Twilight and True-Life Writing Stories

Time.com has had a facelift, which means that the Top 10 Most Popular Entertainment Stories box is gone – gone! – and replaced by a less-visually interesting Top 5, so I doubt I’ll see my stories appear there (and take a screencap for here) as often. Nonetheless, here’s this week’s story, all about the fact that The Twilight Saga movies are rumored to be continuing past the original novel series, and why that’s a bad idea. Watch as I skillfully weave in Planet of The Apes, Before Watchmen and Frasier!

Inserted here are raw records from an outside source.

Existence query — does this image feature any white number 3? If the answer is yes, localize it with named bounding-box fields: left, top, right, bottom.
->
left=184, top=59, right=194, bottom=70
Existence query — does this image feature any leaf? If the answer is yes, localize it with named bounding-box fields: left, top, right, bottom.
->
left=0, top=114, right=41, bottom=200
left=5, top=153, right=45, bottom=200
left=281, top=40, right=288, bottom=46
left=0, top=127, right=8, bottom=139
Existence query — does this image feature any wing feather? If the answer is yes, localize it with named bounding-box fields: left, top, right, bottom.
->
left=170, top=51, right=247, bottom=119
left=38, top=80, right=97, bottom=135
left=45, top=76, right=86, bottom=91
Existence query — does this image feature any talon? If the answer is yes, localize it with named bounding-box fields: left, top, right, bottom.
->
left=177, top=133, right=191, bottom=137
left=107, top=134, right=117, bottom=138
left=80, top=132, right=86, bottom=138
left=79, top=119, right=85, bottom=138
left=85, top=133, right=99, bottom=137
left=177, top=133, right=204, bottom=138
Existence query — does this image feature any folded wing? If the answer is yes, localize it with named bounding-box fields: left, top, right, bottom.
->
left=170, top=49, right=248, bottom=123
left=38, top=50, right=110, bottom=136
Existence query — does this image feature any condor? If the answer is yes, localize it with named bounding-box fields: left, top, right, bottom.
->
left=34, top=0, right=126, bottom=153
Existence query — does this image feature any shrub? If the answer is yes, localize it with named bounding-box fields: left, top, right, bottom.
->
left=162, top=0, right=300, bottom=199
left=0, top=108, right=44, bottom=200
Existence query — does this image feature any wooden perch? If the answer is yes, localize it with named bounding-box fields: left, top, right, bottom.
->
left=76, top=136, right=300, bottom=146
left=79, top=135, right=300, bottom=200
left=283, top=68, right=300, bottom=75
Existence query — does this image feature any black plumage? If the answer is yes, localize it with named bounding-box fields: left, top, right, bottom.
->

Strange but true fact about the writing of this week’s story: It happened on Monday, but Monday was a very, very odd day for reasons which I shall share shortly (Spoiler: Canada was involved), and I had next-to-no time to actually write the story. I’d done all the research already – that’s usually done before Monday begins, no matter what – and I had a vague through-line of what I wanted to write, but whereas other Time pieces have taken the best part of a day (and sometimes more) to put together, various circumstances conspired to give me, at best, three or four hours or so. Knowing that I didn’t have time to worry about it, I just sat down and wrote, and sped through it, convinced that I’d get far more edits than usual but would have the time to re-write the next day anyway. And then… the least amount of edits ever requested for a Time piece of mine*.

There’s a lesson in there, somewhere.

(* Of course, the pitching process for this week was unusually hard, so maybe there’s a karma thing going on there.)

366 Songs 297: What Goes On

I love that “What Goes On” sounds like a really basic garage rock song until 1:08, and that guitar solo that sounds like the start of drone rock. The first minute of the song, though, with the jangly guitars, Lou Reed’s growly vocals and the organ in the background… It’s as if the band had been listening to ? and The Mysterions and decided that they wanted to try that really simple, riff-based shit and see what they could get up to. As much as I appreciate a good drone every now and then, it’s that first minute that I love about this song, and everything that follows feels like a let down compared with the grimy energy of what came before.

366 Songs 296: Satellite

There’s a rawness to all of the songs on Elliott Smith, his second (of six) albums, in part because of the recording process – the songs on the album are all self-recorded onto (I think) a six-track, and you can hear the amateur quality in the hiss that surrounds the entire thing, and is most audible as the song finishes. It’s there, too, in the lyrics, though: “And for all you know you’re the only one who finds it strange/When they call it a lover’s moon/The satellite,” as if you’re listening to outsider art made mumbling beauty. This is a wonderfully simple, wonderfully intimate song, so short and unstructured that it feels more like poetry put to music, a sketch of a feeling, rather than any kind of finished music. Like most of Smith’s earliest output, that briefness is a lot of the appeal to “Satellite”; the unrehearsed, unfinished quality that makes it easier to feel as if you’re seeing inside someone’s heart, whether it was true or otherwise.